Strategy for the transplantation of induced pluripotent stem cell-derived cardiomyocytes

A previous study investigating regenerative therapy with cardiomyocyte transplantation has reported that iPSC-derived cardiomyocytes prepared from skin fibroblasts in patients with heart failure were transplanted into rat hearts and were successfully engrafted [27]. Another study showed that human-ESC (hESC)-derived myocardium transplanted in a guinea pig myocardial infarction model led to improved cardiac function and decrease of ventricular arrhythmias after transplantation [28]. These results indicate the potential utility and feasibility of ESC or iPSC-derived cardiomyocyte transplantation therapy for myocardial regeneration (Table 2). To date, heart cell transplantation is performed by direct injection of the cell suspension into the heart via a syringe, although there is room for improvement in the cell survival rate. Most transplanted cells were observed to be necrotic or an efflux [40]. This observation can be attributed to the fact that the transplanted cardiomyocytes flow out of the myocardium secondary to the beating of the heart, resulting in a low-survival rate. Notably, cell sheet technology is a method of transplantation that involves stacking of multilayered cardiomyocyte sheets to form a scaffold that is transplanted onto the epicardium [41]. However, with this method, the transplanted myocardium may not be electrophysiologically synchronized with the recipient’s heart because the epicardium is an electrically insulating tissue. We produced cardiac spheroids with purified cardiomyocytes (approximately 200 μm in diameter) and observed that transplantation of these significantly improved the engraftment rate [29, 42]. Cardiomyocyte aggregates do not flow out owing to increased cell adhesion and secretion of cell growth factor and increased cell mass size. Additionally, a recent study investigating the effectiveness of hiPSC-derived cardiomyocyte transplantation into a large animal myocardial infarction model such as a pig and monkey model has been reported as a preclinical study to evaluate the safety and efficacy of the clinical application of this approach [30,31,32,33], and it is expected that human studies would soon be reported.

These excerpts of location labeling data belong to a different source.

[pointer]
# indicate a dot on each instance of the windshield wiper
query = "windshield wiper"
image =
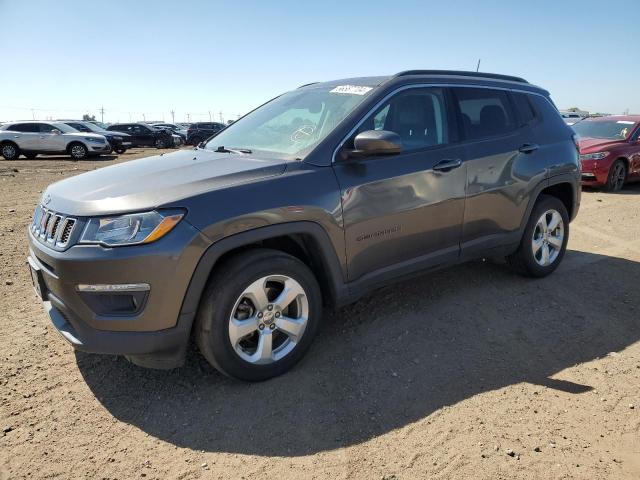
(222, 149)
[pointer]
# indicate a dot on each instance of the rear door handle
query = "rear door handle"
(528, 148)
(447, 165)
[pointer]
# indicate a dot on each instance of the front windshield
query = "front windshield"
(92, 127)
(291, 125)
(607, 129)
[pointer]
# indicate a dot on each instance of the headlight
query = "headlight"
(130, 229)
(594, 156)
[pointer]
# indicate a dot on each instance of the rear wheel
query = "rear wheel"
(259, 315)
(617, 176)
(9, 151)
(544, 242)
(78, 151)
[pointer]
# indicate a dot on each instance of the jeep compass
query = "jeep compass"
(315, 198)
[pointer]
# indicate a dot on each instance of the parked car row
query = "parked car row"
(609, 150)
(81, 139)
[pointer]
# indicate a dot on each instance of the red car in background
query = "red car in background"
(609, 150)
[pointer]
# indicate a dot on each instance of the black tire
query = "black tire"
(524, 260)
(9, 150)
(225, 289)
(617, 176)
(78, 151)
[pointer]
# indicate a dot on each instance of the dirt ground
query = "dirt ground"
(441, 377)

Table 2 Transplantation protocols

Adverse effects of cell transplantation

Arrhythmias and immune response-mediated transplant rejection are serious adverse events associated with cardiomyocyte transplantation (Fig. 2). A previous study has reported the development of arrhythmias in patients with severe heart failure who received an injection of skeletal myoblasts [43]. Connexin 43 and N-cadherin, which are essential to establish electrophysiological connections between cardiomyocytes, are not expressed in myoblasts, and automatism associated with myoblasts can precipitate arrhythmias [44]. Previous studies have shown that cardiomyocytes can establish connections with the host heart, and hESC-derived cardiomyocytes can establish electrical connections with neonatal rat cardiomyocytes and become synchronized to beat in vitro [45]. Additionally, it has been shown that transplanted cardiomyocytes demonstrated electrical coupling with the host heart after hESC-derived cardiomyocytes were engrafted to guinea pig hearts [28]. However, several studies have also reported the development of ventricular arrhythmia within the first 2 weeks to 1 month after transplantation into a recipient’s heart, which however disappeared a month after cell transplantation [31, 46]. These data suggest that the arrhythmogenicity of hPSC-derived cardiomyocytes in vivo remains controversial and that it is necessary to closely monitor the heart for arrhythmias after cell transplantation in humans.

Fig. 2
figure 2

Clinical benefits and risks of cardiac regenerative therapy

Autologous transplantation of iPSCs can realize the goal of cell transplantation without the institution of immunosuppressive therapy. In cases of allogeneic transplantation of iPSCs, controlling the immune response in a recipient is essential for successful engraftment of transplanted cardiomyocytes. Maintaining an iPSC bank is a useful clinical strategy to obtain human leukocyte antigen (HLA)-matched iPSCs, which will obviate the need for immunosuppressant administration in the recipient [47]. However, it should be noted that non-HLA-matched allogeneic cell transplantation requires the administration of a complete immunosuppressive regimen. The immunosuppressive regimen is essentially the same as that prescribed in patients undergoing HT, because the optimal immunosuppressive regimen for cardiac cell transplantation remains unknown. Notably, immunosuppressive therapies can cause adverse effects, such as severe infection and malignancy.

Conclusions

The realization of cardiac regenerative medicine using hiPSCs requires the efficient and cost-effective large-scale production of cardiomyocytes. Avoiding contamination with residual undifferentiated stem cells and non-cardiomyocytes is essential and this is the biggest safety challenge in this field. Fortunately, technological advances have facilitated effective strategies for the resolution of these issues. Several preclinical studies performed in large animals (guinea pig and monkey) are ongoing, and much progress has been reported in this realm. It is expected that following complete verification of safety and efficacy, cardiac regenerative medicine using hiPSCs will show wide clinical applicability in humans.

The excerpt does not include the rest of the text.